After the first ten minutes I started thinking, nah...this looks like a 70%-movie. But then Paul Robeson came along singing this old classic Ol' Man River, I've heard so many times, but never like this. Wow! I swear, I had goosebumbs by the time he had finished and said to myself; this got to be one of the highlights of the history of Hollywood-musicals. It cannot get better then this!

Or so I thought...

But then Helen Morgan came along and sang Can't Help Loving Dat Man of Mine, and later was joined by Hattie McDaniels (Who actually had a singing career behind her. Many years before her acting career started. Been researching if there exists any old records with her singing, but without any results) and Paul Robeson among others. Extacy! Magic! I don't else know how to describe that feeling I got.

But besides being an excellent musical, this is as well a very cute and sweet romantic tale.

I have a really hard time figuring out why this DVD is so hard to find, and why they show the darn 1951 on TV every second week, but not this.

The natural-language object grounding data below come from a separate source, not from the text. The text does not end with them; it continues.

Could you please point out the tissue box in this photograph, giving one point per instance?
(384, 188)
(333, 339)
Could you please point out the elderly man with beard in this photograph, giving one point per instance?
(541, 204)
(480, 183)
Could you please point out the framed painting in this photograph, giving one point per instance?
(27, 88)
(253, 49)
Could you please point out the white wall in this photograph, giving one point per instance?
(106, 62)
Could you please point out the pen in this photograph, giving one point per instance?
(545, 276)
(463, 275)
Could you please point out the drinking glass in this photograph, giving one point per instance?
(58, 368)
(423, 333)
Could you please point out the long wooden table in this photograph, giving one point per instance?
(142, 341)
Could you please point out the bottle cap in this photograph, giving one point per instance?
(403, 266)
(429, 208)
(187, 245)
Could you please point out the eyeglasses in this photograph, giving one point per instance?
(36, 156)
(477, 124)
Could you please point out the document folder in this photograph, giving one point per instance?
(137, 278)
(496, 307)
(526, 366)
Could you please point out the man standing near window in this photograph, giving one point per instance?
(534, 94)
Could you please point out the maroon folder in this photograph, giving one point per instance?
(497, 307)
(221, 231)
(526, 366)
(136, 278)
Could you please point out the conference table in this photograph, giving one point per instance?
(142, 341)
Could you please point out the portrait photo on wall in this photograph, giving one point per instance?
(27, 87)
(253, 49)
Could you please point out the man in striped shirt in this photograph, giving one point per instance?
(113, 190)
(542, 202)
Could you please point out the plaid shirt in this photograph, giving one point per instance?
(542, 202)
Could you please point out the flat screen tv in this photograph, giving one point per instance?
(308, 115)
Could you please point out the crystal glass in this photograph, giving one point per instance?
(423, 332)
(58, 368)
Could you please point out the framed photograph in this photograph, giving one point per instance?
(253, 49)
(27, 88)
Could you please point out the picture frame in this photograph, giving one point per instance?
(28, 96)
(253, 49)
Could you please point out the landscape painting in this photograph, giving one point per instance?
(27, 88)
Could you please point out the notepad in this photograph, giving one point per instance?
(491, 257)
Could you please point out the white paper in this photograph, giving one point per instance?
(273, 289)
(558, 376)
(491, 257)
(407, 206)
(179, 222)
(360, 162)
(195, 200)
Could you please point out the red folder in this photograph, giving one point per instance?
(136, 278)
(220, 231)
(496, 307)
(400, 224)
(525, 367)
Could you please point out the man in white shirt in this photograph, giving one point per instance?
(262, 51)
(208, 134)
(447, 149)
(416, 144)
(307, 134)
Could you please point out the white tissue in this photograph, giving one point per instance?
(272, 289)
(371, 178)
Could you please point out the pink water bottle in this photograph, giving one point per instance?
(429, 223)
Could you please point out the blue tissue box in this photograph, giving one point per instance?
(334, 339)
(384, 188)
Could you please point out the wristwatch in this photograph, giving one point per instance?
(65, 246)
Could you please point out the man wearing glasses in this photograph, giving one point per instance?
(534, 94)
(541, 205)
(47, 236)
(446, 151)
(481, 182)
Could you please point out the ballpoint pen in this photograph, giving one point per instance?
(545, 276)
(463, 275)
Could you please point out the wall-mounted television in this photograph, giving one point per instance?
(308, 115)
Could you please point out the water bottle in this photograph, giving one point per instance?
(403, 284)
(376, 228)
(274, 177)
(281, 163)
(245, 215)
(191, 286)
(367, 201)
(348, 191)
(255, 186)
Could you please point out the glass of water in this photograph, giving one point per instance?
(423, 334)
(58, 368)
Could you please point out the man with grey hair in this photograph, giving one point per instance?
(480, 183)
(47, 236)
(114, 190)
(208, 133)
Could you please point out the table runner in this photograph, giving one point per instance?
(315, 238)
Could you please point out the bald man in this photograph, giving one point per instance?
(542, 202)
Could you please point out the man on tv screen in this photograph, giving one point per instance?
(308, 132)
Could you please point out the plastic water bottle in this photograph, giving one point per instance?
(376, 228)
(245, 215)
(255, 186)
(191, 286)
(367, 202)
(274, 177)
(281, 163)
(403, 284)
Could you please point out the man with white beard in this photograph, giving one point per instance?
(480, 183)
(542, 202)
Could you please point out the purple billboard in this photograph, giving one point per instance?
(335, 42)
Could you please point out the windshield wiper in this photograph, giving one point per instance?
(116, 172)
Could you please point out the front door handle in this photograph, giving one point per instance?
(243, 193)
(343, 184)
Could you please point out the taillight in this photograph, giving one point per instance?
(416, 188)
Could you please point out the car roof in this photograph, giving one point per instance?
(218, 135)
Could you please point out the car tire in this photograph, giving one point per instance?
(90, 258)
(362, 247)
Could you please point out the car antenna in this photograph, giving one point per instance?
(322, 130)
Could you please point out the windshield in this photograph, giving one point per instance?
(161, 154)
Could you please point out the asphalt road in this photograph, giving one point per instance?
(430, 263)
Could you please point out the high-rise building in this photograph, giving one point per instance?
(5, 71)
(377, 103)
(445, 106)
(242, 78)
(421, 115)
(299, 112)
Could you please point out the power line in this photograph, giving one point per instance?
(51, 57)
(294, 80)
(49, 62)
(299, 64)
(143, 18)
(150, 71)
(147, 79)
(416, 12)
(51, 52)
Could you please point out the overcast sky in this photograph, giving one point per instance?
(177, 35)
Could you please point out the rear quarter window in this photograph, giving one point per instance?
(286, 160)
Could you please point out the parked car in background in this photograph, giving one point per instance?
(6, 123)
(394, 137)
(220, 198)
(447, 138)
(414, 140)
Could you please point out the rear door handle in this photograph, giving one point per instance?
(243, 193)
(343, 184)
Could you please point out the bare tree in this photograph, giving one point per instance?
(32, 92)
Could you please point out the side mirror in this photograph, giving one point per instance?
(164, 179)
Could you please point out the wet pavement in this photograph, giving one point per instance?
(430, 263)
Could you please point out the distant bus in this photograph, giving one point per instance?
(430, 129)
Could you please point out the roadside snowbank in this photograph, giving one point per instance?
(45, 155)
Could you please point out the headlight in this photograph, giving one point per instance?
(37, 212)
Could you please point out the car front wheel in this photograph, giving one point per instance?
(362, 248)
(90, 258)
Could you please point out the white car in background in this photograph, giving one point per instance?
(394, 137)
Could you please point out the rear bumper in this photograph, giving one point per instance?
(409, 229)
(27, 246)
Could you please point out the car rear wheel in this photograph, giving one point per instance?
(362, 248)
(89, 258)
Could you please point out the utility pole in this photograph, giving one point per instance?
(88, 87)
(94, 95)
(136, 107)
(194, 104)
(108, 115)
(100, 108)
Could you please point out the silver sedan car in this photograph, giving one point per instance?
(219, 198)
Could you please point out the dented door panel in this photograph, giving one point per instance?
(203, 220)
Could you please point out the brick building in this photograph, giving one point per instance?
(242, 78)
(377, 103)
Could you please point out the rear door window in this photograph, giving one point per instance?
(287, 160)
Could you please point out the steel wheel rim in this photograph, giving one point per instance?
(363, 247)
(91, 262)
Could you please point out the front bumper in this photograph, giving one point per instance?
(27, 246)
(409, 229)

Bad taste or copyright problems?

After seeing this I feel ready to see the Helen Morgan Story with Ann Blyth and Paul Newman!
Super Reviewer
½ April 17, 2010
Somewhat more faithful to the book and it does record Helen Morgan's legendary stage performance but the later Ava Gardner version is still the superior film and the one to watch.
January 20, 2010
The story of "Showboat" is one that goes back to the mid 20's. Notorious for being controversial and ahead of its time are just some of the key ingredients that make this movie a classic. Most notable about this movie is Paul Robeson's performance of "Old Man River". Most people know this song whether they have seen "Showboat" or not. Though the mentality toward Robeson's melody has changed it still just as it did back then, convey such a simple message. Though there are two other adaptations to this movie, the 1936 version is a clear across the board best of the three. You just can't beat Paul Robeson.
July 31, 2009
Good first 2/3, but the last bit feels very episodic and takes away the interest that the film builds up in the characters.